World Photo by Alex Powers
Jennifer Smith paints a canvas affixed to an easel at Reedsport Junior/Senior High School last week as art teacher Kyle Mulligan looks on. The 11th-grader and five-year veteran of the school’s art classes said the easel makes her work more accessible than when hunched over a table. “I don’t like sitting at the table when I’m doing my art,” she said.
Sometimes it takes a death to breathe new life into a program.
It was when Cecelia Barringer died that Reedsport Branch Library, Meals on Wheels, the Umpqua Discovery Center, and Gardiner-Reedsport-Winchester Bay STEP all benefited, as did Reedsport Junior/Senior High School.
But it wasn’t sports or music the former Reedsport resident wanted to fund when she left money to the high school, said JoAnn Hamilton, a personal representative of Barringer’s estate.
It was art.
“She was very much into art,” JoAnn Hamilton said.
The Reedsport School District received $100,000 from Barringer’s estate in April 2008 and this year’s students are benefiting.
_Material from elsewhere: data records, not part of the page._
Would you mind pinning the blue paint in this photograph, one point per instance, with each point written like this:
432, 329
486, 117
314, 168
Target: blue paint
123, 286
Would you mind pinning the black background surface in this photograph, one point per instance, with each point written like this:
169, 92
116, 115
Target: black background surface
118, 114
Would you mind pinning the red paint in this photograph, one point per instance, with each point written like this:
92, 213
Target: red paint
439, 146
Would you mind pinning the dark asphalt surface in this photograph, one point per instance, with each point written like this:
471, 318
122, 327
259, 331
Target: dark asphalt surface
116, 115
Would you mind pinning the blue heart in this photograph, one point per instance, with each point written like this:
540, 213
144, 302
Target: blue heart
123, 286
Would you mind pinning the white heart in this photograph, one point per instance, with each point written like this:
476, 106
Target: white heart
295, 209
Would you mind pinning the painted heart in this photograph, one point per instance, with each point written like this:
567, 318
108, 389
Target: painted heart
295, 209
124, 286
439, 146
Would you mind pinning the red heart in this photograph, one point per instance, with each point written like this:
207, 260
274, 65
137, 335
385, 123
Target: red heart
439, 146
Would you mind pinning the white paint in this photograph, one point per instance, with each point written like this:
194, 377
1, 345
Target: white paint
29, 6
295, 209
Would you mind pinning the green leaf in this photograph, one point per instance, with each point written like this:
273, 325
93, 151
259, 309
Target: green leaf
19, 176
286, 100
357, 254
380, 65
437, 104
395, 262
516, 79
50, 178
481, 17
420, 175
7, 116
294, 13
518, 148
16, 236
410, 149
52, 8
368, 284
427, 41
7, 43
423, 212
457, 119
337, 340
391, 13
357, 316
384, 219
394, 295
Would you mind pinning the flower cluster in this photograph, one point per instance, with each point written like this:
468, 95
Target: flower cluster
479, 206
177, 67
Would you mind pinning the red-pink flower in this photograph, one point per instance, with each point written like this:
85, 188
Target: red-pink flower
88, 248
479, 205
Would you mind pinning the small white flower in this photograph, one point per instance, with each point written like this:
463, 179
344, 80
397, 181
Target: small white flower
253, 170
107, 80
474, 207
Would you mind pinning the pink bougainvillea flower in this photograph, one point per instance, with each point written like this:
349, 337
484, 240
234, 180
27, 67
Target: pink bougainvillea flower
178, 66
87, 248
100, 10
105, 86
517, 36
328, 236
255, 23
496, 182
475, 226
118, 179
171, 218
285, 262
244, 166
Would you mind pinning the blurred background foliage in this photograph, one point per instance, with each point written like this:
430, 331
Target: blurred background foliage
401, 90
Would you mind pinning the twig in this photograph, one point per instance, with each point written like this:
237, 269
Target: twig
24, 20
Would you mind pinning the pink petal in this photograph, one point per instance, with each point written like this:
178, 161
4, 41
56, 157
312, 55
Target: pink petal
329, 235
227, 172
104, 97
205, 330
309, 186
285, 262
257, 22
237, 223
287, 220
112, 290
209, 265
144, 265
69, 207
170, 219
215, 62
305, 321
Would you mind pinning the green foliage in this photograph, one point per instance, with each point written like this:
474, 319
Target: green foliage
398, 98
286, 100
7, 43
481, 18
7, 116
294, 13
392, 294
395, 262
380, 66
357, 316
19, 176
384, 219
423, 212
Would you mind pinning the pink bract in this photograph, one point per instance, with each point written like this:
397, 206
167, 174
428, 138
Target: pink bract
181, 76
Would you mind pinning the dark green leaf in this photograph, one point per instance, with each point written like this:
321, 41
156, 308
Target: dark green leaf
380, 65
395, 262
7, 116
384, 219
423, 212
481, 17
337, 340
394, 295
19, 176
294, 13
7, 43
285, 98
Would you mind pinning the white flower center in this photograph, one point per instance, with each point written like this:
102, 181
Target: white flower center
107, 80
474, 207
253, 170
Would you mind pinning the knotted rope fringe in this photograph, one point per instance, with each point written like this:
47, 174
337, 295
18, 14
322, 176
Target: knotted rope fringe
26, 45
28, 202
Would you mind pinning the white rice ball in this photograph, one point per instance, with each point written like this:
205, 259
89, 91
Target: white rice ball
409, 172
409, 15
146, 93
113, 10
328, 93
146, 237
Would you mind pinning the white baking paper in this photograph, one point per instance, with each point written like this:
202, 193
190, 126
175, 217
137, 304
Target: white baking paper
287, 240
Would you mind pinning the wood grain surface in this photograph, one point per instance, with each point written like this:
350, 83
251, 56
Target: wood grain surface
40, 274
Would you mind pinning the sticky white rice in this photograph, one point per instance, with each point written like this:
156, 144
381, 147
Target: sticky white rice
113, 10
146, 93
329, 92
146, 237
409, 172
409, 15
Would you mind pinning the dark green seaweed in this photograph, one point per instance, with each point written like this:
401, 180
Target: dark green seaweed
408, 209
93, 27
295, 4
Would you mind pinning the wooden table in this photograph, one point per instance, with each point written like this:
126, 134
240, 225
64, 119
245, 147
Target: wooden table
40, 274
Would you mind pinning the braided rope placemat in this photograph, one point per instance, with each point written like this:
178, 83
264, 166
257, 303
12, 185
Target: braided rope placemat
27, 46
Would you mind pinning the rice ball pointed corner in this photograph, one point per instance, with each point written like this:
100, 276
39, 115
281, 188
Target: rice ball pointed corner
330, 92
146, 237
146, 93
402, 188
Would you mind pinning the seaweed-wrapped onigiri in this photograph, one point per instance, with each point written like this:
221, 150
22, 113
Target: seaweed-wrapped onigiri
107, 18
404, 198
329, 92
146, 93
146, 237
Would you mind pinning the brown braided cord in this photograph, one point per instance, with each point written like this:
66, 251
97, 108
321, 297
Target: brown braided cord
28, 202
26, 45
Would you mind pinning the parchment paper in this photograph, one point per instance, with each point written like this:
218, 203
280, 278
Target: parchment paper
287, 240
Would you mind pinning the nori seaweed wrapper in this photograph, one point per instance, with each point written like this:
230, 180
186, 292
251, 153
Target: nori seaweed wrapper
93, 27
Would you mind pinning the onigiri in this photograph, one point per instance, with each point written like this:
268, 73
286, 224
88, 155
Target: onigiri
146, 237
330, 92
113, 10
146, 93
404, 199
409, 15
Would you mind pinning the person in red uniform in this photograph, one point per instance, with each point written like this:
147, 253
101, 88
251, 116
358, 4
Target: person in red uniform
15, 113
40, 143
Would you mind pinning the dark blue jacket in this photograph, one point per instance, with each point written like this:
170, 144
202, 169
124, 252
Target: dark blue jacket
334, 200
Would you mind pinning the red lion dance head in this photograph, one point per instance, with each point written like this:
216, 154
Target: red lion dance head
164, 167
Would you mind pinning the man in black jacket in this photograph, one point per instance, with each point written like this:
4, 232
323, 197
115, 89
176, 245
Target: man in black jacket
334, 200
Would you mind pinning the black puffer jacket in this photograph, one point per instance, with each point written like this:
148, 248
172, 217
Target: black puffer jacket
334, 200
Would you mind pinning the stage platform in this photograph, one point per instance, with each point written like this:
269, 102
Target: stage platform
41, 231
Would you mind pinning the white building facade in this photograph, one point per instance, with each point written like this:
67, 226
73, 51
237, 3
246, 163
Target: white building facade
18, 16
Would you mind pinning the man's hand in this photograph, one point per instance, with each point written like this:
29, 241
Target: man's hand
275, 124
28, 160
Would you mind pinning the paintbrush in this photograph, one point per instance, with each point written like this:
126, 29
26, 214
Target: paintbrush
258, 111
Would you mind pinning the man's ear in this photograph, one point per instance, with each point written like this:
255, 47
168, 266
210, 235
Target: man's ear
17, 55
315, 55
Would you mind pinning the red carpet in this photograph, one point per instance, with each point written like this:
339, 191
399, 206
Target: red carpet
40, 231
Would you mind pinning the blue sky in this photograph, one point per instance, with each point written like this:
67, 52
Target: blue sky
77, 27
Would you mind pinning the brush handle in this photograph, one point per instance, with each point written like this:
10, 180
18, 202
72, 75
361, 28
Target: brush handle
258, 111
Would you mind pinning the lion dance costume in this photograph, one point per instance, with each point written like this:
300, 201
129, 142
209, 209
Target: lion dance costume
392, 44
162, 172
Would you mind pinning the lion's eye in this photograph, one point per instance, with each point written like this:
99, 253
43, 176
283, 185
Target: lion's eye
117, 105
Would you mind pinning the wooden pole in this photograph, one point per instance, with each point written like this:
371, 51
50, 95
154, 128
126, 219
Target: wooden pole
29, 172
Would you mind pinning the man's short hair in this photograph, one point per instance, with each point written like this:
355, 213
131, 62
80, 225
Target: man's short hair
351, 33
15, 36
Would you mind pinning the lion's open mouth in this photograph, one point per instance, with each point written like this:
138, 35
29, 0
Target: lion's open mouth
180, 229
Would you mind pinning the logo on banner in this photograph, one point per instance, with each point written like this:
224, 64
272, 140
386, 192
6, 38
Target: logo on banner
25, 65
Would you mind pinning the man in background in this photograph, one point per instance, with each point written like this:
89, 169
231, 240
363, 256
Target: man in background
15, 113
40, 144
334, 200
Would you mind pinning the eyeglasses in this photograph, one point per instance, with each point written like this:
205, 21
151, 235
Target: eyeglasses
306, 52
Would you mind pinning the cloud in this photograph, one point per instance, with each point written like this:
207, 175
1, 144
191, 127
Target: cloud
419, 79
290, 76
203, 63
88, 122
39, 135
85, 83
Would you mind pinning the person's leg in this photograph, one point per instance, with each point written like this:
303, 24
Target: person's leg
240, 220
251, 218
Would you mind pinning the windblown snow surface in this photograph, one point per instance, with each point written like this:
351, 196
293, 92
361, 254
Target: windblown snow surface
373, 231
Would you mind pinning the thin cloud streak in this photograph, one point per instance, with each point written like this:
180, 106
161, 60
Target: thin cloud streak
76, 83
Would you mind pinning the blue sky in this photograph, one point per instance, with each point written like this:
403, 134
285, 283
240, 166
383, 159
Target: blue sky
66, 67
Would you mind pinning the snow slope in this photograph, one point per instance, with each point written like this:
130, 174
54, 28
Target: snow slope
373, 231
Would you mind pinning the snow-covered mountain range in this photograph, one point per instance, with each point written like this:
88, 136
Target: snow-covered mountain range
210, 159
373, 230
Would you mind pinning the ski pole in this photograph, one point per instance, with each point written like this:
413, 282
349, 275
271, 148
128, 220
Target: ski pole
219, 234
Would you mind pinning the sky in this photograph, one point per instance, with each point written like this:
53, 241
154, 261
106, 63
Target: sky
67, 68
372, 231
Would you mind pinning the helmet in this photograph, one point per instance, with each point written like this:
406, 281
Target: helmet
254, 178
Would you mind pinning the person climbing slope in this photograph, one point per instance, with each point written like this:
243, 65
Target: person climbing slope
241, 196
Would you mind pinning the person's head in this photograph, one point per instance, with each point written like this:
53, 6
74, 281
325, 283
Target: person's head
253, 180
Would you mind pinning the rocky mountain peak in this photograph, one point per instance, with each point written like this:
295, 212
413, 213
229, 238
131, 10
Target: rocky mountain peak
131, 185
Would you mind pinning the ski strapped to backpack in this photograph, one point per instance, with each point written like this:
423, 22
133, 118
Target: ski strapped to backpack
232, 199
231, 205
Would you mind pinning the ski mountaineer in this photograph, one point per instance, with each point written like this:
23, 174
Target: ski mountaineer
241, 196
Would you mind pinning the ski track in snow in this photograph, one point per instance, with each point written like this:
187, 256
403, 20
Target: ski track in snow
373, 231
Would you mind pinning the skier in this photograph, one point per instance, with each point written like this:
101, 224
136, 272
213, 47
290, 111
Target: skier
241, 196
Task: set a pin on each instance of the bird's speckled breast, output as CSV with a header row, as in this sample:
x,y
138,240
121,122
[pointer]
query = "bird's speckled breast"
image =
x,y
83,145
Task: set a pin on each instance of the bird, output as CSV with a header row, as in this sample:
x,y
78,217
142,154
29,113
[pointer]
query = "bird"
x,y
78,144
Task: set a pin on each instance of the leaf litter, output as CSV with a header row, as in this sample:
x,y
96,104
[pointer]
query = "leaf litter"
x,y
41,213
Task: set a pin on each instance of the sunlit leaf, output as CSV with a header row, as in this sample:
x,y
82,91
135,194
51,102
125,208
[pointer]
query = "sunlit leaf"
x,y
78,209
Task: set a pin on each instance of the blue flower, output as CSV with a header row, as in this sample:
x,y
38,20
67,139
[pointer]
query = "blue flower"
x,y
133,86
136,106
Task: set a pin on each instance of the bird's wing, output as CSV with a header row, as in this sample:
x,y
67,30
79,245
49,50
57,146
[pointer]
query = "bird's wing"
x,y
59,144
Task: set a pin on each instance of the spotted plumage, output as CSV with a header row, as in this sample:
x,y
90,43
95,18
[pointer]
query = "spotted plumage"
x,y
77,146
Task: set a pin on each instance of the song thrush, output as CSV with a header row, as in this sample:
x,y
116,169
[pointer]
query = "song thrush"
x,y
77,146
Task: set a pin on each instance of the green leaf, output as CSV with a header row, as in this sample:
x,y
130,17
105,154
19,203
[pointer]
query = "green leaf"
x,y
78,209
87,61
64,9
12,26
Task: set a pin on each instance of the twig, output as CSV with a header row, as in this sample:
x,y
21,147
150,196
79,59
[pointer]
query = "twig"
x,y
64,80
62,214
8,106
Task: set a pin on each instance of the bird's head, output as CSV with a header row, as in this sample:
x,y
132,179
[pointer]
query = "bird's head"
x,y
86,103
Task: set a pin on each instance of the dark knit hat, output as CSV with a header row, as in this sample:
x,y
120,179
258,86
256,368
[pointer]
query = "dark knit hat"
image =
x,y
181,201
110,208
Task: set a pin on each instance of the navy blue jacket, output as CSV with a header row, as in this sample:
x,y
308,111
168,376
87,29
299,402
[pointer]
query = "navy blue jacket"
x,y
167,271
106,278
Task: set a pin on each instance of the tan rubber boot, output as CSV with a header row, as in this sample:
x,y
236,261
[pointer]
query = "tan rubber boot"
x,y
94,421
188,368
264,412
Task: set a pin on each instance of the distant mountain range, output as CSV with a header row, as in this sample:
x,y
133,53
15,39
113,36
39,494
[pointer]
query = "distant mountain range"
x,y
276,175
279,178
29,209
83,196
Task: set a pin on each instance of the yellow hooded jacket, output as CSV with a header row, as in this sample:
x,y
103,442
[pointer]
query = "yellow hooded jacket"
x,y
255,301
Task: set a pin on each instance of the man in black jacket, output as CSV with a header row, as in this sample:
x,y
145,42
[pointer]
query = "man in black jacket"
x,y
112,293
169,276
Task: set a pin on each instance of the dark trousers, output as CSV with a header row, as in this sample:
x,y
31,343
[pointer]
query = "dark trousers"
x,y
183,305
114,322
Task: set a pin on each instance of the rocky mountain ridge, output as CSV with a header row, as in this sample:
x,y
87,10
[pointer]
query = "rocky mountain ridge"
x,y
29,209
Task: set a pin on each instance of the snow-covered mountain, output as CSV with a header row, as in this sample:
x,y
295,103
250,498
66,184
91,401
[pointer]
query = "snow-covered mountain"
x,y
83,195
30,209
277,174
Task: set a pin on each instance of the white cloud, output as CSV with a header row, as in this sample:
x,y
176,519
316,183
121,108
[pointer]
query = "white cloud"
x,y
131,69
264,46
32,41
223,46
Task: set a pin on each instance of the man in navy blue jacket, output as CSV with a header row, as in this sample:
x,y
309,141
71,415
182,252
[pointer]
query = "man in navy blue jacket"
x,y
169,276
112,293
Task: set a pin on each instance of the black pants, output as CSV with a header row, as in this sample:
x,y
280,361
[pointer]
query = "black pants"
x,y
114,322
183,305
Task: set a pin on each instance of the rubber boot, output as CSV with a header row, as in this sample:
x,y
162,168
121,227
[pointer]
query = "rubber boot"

The money is earmarked for arts and crafts, especially painting and drawing, according to a memo from former district Superintendent Forrest Bell.
The school district established a memorial fund with the money — the largest trust managed by the district. The next largest trust, $50,000, benefits Highland Elementary School’s library. At least three other trusts help pay for scholarships.
The entire Barringer grant may be spent at the request of the art teacher, with the approval of the superintendent and district board.
“She was artistic herself, and she felt very close to Reedsport. She felt that the school needed it,” Hamilton said.
And the support couldn’t have come at a better time for Reedsport art teacher Kyle Mulligan.
“It’s amazing,” Mulligan said. “I never knew her.”
Mulligan, who began teaching art at Reedsport High School in 2007, was eager to make a few purchases.
The high school bought 20 studio easels for about $3,000 and a tabletop printing press for $2,000, Mulligan said. Barringer’s money also has paid for about $2,000 in paints, brushes and other upgraded materials for the school’s dozens of advanced art students.
Mulligan said the school’s art studio had been set up largely for crafts, not for fine art.
“The room itself is very much geared toward pottery,” he said. “Craft is a skill ... that is different from art. Art is more about communication ... that’s all about your life experience.”
At some point, Mulligan may gain the use of another classroom, which he said may become a painting and drawing studio. That studio would give fine art students sanctuary from the dust and grime of ceramics.
He has been teaching students how to draw and paint, how to make prints and stretch their own canvasses.
“It’s always encouraging when they pull the print and it looks better than they were expecting,” Mulligan said.
And by adding or improving fine art tools, Mulligan said students will have more options than just pottery in the kind of work they do.